The next phase was to train deep learning models to detect tens or hundreds of object classes in a scene. Then, they developed a regression neural network model to consider the route and object type, size, depth, and distance from the intersection and its distinctness. Simultaneously, the team created a machine-learning network that graphs the relative depth and spatial locations of all the objects in the scene and then based the language processing on this graph. MERL even improved vehicle distinguishing capabilities by adding colour, the make or model, logos, etc. The final step was to leverage NLP to render the appropriate instruction or warning in the form of a sentence using a rules-based strategy.

Outcome
The scene-aware interaction system uses LiDAR technology to measure multimodal sensing information such as images, videos, audios, and localisation information and recognise contextual objects and events.
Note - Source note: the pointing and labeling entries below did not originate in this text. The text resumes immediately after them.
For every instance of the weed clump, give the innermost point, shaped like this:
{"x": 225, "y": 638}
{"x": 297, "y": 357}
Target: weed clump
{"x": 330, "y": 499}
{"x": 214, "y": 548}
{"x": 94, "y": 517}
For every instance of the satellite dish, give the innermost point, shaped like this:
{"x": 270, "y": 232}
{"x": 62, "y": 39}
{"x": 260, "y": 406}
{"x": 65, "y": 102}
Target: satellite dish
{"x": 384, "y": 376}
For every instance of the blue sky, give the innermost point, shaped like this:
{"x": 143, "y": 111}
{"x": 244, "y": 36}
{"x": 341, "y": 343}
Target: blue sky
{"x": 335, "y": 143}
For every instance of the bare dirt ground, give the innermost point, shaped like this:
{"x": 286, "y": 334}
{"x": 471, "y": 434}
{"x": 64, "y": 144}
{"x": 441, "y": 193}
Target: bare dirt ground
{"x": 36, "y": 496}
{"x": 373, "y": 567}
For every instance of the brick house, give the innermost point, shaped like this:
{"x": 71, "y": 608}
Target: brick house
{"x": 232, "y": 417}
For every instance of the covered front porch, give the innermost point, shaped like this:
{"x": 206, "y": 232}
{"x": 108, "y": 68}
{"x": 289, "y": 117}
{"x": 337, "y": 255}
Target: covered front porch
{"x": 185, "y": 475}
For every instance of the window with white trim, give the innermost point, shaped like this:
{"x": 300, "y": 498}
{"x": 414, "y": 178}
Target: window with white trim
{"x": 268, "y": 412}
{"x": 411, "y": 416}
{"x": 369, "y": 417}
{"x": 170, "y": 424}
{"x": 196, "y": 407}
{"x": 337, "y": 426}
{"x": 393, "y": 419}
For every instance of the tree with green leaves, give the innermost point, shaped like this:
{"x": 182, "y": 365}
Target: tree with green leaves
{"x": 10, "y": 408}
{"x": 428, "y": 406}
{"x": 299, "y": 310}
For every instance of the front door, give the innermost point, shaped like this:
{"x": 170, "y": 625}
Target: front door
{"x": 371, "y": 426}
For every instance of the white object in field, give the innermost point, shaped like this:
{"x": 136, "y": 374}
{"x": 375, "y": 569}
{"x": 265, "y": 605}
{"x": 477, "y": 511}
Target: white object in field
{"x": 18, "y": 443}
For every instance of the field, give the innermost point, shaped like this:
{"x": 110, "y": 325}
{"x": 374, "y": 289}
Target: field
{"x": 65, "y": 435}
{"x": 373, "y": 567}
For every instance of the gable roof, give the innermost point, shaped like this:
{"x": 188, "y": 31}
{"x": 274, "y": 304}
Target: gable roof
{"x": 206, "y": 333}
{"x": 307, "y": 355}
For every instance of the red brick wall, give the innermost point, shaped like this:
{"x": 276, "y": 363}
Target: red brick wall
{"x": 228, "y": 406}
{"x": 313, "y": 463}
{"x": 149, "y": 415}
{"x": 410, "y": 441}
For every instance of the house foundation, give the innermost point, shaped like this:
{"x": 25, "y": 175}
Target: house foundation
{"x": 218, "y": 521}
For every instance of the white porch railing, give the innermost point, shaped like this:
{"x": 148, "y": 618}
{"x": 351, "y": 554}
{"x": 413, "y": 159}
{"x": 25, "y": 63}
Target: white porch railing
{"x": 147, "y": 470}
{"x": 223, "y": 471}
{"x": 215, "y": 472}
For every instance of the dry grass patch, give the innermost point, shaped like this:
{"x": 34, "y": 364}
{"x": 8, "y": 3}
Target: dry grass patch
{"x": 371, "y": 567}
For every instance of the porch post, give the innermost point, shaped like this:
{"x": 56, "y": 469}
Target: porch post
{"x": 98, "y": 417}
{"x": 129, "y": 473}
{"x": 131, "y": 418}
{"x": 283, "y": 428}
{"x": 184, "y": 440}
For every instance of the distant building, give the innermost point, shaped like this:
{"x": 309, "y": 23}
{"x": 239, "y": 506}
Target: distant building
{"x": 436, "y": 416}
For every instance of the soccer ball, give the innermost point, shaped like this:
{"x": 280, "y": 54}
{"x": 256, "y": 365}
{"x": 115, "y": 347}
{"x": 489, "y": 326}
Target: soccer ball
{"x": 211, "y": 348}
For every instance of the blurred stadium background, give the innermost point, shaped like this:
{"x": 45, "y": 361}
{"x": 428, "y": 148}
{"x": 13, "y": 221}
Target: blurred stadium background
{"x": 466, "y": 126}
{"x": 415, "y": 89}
In addition, it leverages Mitsubishi Electric’s Attentional Multimodal Fusion technology to prioritise salient unimodal information and support appropriate word selections to describe the scene accurately.
Given that most automobiles already come with a host of cameras, millimetre-wave radar, and ultrasonic sensors for safety and autonomous driving, the scene-aware interaction system can be easily integrated as conversational agents to assist drivers with intuitive route guidance.
Navigation systems powered by the scene-aware interaction technology would first identify distinguishable visual landmarks and dynamic elements of the scene to generate intuitive sentences for guidance. For instance, it would instruct the driver to “turn right before the postbox” rather than “turn right in 50m. In the event of an emergency or an imminent threat, it would issue warnings such as “a pedestrian is crossing the street” or any other objects approaching/blocking the car.

Roadmap
Advances in deep neural network-based object recognition, video description, natural language generation, and spoken dialogue technologies enable machines to understand their surroundings better and interact with humans more naturally and intuitively.
The scene-aware interaction technology is expected to have a wide range of applications, including human-machine interfaces for in-vehicle infotainment, interaction with robots in building and factory automation systems, systems that monitor people’s health and well-being, surveillance systems that interpret complex scenes for humans and encourage social distancing, support for touchless operations of public equipment, and much more.